Supporters believe the higher benefits provided under a CDC scheme mean the option is still worth pursuing, but the greater focus on governance and restrictions on charges due to the introduction of auto-enrolment, as well as the new Budget flexibilities, means the economies of scale and other advantages may have been overstated.
CDC schemes, for example those in the Netherlands and Canada, have been able to offer economies of scale to members because they are organised at an industry level and participation is often mandatory.
The response to the question in the title might appear to be ‘no’ - but in fact is a qualified ‘yes’
However, some scale is now being achieved in the UK DC pensions market as a result of auto-enrolment – specifically in the mastertrust environment – and increasing legislative pressure on costs and charges means conventional DC schemes are beginning to offer greater administrative and governance cost-savings, and lower investment fees.
The other key advantage of CDC over traditional DC schemes has been that members do not have to annuitise at retirement and the investment strategy leading up to retirement does not need to be as conservative.
These features contribute significantly to improving the pension outcomes members can expect under a CDC scheme.

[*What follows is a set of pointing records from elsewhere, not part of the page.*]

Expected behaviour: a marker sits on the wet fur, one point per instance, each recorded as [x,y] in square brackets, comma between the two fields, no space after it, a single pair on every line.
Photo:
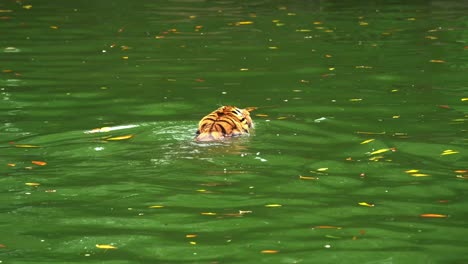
[224,122]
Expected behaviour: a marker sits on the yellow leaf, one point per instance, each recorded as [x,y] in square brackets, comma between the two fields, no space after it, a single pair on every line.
[433,216]
[39,163]
[208,213]
[328,227]
[307,177]
[448,152]
[419,174]
[156,206]
[367,141]
[379,151]
[105,246]
[120,138]
[26,146]
[269,251]
[273,205]
[244,23]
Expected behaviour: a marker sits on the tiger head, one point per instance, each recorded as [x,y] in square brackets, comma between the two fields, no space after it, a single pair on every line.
[224,122]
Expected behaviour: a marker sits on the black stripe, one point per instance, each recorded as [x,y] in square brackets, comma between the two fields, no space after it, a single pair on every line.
[223,130]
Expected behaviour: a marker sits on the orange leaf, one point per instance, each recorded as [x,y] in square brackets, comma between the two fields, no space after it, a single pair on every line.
[26,146]
[328,227]
[269,251]
[433,216]
[120,138]
[105,246]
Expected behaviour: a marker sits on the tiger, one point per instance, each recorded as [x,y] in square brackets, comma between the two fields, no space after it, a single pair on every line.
[225,122]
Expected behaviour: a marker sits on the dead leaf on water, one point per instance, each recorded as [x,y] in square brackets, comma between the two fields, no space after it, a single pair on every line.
[307,177]
[39,163]
[102,246]
[366,204]
[380,151]
[26,146]
[367,141]
[273,205]
[119,138]
[328,227]
[269,251]
[448,152]
[433,216]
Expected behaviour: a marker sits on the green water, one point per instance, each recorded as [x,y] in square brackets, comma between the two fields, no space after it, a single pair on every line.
[325,75]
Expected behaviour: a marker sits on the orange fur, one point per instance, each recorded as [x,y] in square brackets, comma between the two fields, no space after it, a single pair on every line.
[224,122]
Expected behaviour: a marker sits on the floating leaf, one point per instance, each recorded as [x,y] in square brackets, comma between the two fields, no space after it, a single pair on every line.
[26,146]
[380,151]
[208,213]
[269,251]
[105,246]
[120,138]
[273,205]
[419,174]
[448,152]
[39,163]
[328,227]
[156,206]
[244,23]
[433,216]
[367,141]
[307,177]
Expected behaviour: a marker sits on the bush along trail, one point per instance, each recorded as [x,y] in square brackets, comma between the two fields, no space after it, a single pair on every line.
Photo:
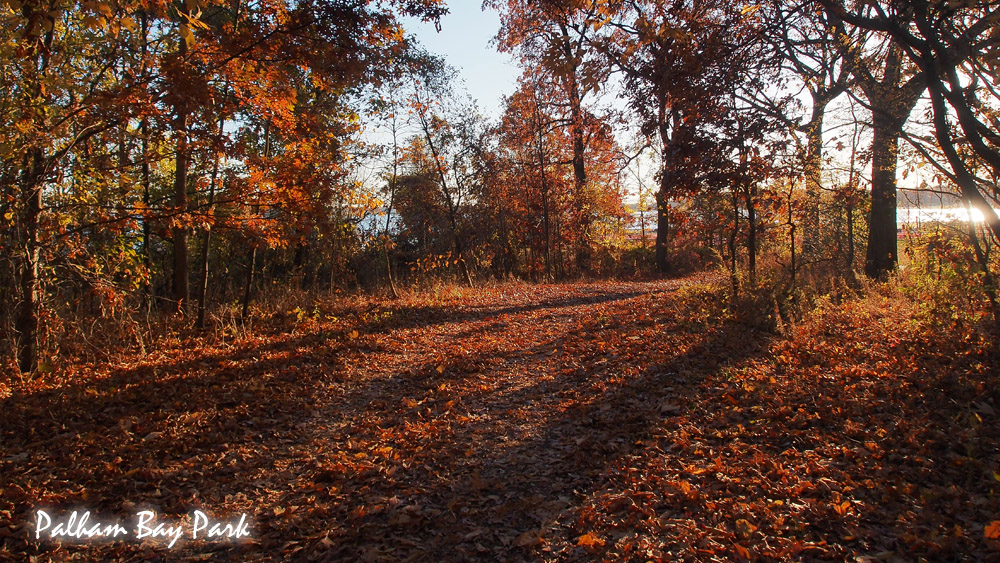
[588,421]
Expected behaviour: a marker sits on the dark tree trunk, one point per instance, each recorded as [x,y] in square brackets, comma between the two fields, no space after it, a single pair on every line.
[662,230]
[813,170]
[26,318]
[180,232]
[882,249]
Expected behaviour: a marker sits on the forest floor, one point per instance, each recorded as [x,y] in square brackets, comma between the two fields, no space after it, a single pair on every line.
[604,420]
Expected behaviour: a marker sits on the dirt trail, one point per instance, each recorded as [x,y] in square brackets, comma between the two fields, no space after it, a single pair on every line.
[609,420]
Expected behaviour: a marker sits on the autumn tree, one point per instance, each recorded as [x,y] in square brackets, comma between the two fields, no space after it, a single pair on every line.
[806,39]
[96,86]
[554,38]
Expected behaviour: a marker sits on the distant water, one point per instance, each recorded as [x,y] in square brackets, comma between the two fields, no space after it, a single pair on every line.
[915,215]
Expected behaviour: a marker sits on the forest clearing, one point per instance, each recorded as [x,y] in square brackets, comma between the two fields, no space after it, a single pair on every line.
[604,420]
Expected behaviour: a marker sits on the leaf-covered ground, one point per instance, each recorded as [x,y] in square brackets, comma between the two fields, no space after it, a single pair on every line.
[610,420]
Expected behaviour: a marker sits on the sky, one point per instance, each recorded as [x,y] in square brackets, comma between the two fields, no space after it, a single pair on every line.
[464,42]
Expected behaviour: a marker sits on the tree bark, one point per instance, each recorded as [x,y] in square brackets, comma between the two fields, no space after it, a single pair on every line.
[813,173]
[26,319]
[180,232]
[881,255]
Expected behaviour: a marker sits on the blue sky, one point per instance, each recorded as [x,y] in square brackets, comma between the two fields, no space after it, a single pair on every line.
[464,41]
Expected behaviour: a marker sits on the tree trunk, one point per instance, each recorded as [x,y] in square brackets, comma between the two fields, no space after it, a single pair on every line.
[26,319]
[180,232]
[662,230]
[813,174]
[882,248]
[249,284]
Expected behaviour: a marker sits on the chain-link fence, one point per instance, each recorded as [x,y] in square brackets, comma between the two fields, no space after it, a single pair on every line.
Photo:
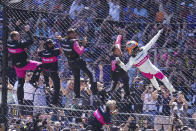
[101,21]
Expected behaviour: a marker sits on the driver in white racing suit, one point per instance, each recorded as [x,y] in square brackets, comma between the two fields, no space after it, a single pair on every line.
[140,59]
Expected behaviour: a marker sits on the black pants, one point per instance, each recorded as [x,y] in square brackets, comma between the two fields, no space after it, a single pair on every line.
[28,110]
[76,66]
[121,74]
[21,81]
[56,84]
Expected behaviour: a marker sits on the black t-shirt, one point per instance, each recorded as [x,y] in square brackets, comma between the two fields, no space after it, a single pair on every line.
[49,59]
[17,51]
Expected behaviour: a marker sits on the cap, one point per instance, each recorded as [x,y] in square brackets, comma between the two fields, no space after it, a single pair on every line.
[71,30]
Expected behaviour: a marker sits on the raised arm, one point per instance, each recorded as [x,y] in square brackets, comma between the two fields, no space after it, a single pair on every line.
[152,41]
[29,40]
[123,66]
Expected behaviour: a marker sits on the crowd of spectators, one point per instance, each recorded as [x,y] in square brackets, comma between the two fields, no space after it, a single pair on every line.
[101,21]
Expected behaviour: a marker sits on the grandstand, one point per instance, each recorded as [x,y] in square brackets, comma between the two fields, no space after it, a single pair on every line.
[101,21]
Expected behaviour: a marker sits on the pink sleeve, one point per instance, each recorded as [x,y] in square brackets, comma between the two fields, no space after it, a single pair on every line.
[113,64]
[79,50]
[118,40]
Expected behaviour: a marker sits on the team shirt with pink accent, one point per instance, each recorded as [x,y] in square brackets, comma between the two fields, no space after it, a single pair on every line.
[141,60]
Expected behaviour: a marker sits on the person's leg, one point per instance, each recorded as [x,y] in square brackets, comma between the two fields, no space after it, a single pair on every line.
[46,78]
[20,90]
[114,82]
[155,83]
[165,81]
[125,78]
[76,72]
[91,76]
[56,80]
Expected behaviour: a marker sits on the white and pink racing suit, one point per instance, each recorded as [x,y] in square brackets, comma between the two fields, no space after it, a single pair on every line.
[142,62]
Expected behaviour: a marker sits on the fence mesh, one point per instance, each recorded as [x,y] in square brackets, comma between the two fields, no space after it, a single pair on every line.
[101,21]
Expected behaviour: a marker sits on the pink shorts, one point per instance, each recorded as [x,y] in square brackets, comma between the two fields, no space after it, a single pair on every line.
[158,75]
[21,72]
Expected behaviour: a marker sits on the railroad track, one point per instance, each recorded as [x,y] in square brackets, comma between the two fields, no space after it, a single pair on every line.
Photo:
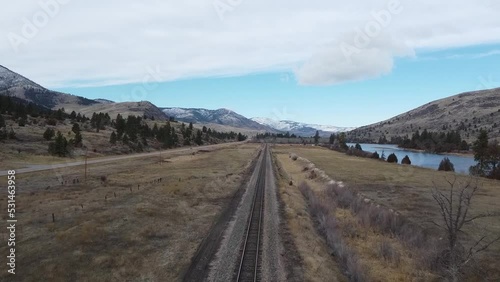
[249,268]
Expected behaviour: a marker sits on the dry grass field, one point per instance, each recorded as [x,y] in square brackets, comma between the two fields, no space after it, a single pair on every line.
[405,189]
[317,263]
[123,224]
[32,149]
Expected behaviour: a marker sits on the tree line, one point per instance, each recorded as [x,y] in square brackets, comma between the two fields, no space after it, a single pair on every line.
[434,142]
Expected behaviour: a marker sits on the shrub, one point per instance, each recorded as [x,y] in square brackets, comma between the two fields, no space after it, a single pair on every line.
[446,165]
[406,160]
[392,158]
[49,134]
[388,253]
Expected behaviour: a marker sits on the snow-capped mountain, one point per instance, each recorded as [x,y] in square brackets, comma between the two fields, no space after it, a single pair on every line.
[10,79]
[221,116]
[301,129]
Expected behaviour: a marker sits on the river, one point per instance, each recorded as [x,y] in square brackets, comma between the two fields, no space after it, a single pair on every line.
[428,160]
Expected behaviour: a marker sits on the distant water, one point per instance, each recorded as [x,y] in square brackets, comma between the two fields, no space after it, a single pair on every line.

Again, however, the new Budget flexibilities mean these advantages will become options in the UK DC pension market too.
In view of this, the rationale for going down a Dutch-type CDC route in the UK starts to seem less compelling.
Other risk-sharing models
The government’s public consultation ‘Reshaping workplace pensions for future generations’, the precursor to the bill, outlines four other types of shared-risk scheme: a money-back guarantee, capital and investment return guarantee, retirement income insurance and a pension income builder.
Commentators have questioned whether the benefits offered by capital or investment-return guarantees will outweigh the impact on investment returns.
They have also argued these types of guarantees encourage ‘reckless conservatism’. The government does not think the market will offer a money-back guarantee, nor retirement income insurance, at least in the short to medium term, and it sees scale as being an issue with the pension income builder model.
This model also needs an entity willing to stand as guarantee provider, and providers have not, at least publicly, been enthusiastic about the concept.
In view of the lack of compelling reasons for going down the Dutch-style CDC route and the negative response to the government’s other proposals for risk-sharing, the response to the question in the title might appear to be ‘no’ – but in fact is a qualified ‘yes’.
The bill is an important first step in facilitating the transition from a traditional defined benefit or DC pensions market to one that can offer something in-between.
The government’s intention is to provide a less prescriptive legal and regulatory framework that will allow the market to evolve and innovate.
Assuming it achieves its aim, and as much of the detail is contained in regulations that have not been issued at the date of writing, it seems likely that shared-risk products in some shape or form will start to take off in the UK.
Not least because the target market – both employers and pension savers – have a real need for better retirement saving options.